Na stronie Buzzfeed ukazały się zwierzenia byłej luksusowej prostytutki, która opowiedziała o swoich klientach z amerykańskiej elity finansowej.
Wyrzucają z siebie kłopoty ze swoimi dziećmi chodzącymi do prywatnych szkół lub z szefami, rozmowy o podwyżkach i przegrane z kolegą mecze w squasha. (...) Gdybym dała jakkolwiek do zrozumienia, że nie są najlepszymi kochankami... zaczęliby zadawać wszystkie te pytania i szydzić ze mnie - wyznała w rozmowie z reporterem Buzzfeed.
Gdyby mogła być szczera, najchętniej powiedziałaby swoim klientom:
Nie, tak naprawdę jesteś taki malutki i kiepski w łóżku.

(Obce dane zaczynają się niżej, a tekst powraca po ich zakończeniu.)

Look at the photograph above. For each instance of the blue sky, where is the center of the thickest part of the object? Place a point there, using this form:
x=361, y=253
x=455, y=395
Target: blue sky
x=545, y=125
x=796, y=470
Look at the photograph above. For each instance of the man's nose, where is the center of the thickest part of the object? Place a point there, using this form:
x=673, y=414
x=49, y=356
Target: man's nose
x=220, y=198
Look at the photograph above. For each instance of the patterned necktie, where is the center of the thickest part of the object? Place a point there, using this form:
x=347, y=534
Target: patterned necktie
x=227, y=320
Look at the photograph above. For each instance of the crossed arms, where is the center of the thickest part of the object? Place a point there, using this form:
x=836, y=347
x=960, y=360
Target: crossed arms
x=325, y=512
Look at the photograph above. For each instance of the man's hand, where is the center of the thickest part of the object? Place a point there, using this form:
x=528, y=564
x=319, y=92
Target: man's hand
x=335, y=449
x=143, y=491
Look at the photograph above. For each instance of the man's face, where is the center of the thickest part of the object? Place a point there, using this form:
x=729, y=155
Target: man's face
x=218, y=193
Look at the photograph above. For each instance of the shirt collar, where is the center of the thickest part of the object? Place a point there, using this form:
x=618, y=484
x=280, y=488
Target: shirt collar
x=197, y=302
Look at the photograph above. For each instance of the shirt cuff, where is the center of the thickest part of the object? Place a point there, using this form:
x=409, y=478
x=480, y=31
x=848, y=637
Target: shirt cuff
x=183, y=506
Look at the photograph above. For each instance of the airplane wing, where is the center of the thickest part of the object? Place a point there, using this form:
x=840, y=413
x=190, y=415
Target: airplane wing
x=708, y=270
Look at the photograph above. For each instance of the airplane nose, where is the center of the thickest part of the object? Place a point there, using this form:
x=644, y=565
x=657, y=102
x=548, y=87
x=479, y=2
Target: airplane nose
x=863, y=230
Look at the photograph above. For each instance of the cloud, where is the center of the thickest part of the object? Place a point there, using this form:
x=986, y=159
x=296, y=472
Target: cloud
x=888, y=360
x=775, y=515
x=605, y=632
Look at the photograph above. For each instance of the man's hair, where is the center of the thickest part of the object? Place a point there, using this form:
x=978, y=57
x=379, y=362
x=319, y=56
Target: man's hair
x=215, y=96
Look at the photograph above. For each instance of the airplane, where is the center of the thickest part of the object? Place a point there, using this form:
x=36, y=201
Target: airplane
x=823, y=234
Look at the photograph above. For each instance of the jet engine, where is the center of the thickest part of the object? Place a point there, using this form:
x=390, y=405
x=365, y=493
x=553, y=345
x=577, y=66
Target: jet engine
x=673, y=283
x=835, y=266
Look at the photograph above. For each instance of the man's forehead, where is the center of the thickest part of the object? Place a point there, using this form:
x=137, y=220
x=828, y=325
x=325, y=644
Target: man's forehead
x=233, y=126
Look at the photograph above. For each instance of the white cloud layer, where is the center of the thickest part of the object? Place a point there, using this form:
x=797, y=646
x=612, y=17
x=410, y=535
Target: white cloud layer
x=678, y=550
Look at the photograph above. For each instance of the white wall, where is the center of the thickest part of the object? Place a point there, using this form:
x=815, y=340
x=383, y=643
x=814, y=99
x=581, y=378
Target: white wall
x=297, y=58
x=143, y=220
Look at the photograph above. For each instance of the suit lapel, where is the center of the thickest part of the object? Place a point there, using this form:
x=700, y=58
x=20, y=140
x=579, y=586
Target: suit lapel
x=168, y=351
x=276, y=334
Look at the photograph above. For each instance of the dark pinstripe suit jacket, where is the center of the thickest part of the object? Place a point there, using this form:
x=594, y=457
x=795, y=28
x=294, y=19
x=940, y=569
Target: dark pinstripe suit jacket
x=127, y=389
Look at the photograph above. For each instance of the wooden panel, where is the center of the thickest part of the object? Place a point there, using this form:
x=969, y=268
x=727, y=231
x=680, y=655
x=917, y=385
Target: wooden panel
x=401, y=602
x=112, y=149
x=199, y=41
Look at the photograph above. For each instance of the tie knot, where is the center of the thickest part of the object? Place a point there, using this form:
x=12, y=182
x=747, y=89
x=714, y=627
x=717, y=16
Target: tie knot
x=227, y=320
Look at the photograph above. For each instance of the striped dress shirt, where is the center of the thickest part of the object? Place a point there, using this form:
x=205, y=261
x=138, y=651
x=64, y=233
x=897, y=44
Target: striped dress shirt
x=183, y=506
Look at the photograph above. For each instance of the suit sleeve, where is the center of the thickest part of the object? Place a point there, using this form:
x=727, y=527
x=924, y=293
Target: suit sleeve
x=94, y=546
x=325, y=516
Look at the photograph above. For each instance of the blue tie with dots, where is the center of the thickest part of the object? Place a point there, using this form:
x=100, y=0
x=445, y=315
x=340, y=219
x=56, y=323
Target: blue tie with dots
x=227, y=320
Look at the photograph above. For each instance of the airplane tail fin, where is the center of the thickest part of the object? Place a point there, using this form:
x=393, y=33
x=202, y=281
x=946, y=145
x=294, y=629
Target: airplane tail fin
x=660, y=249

Te zwierzenia nie są jedynymi, które nadszarpnęły ostatnio reputację tygrysów giełdowych. W lutym ukazał się napisany przez zawodową swatkę podręcznik doradzający jak, krok po kroku, podbić serce mężczyzny pracującego w sektorze finansowym .
Jego autorka, Samantha Daniels, ostrzega, że panie mogą się spodziewać rozmów o problemach w biurze już od pierwszych minut randki . Trzeba do tego przywyknąć, ale drogą do sukcesu jest jak najszybsze odciągnięcie myśli mężczyzny w inne rejony.
Pani Daniels radzi też, by nie grać trudnej do zdobycia. Mężczyznom z Wall Street wydaje się, że są zajęci tak ważnymi sprawami, że raczej poszukają innej kobiety niż skupią się na tej wymagającej od nich wysiłku. Dodatkowa wskazówka: panie powinny opowiadać im krótkie historie , bo ich umysł porusza się tak szybko, że nie będą potrafili skupić się na głębszej myśli.
Prostytutka, która anonimowo opisała swoje wspomnienia, przyznaje, że z początku mężczyźni z Wall Street bardzo ją pociągali. Ich czar jednak w końcu prysnął. Kiedy skończyła z zawodem, próbowała znaleźć sobie wśród bankowców kogoś na stałe - bez powodzenia. Jej zdaniem typ z Wall Street do stałych związków po prostu się nie nadaje.
- Ci mężczyźni potrafią zniknąć z dnia na dzień. Wszyscy są kłamcami. Trochę milszymi i urokliwszymi niż inni, ale wszyscy to kłamcy - podsumowała swoje doświadczenia.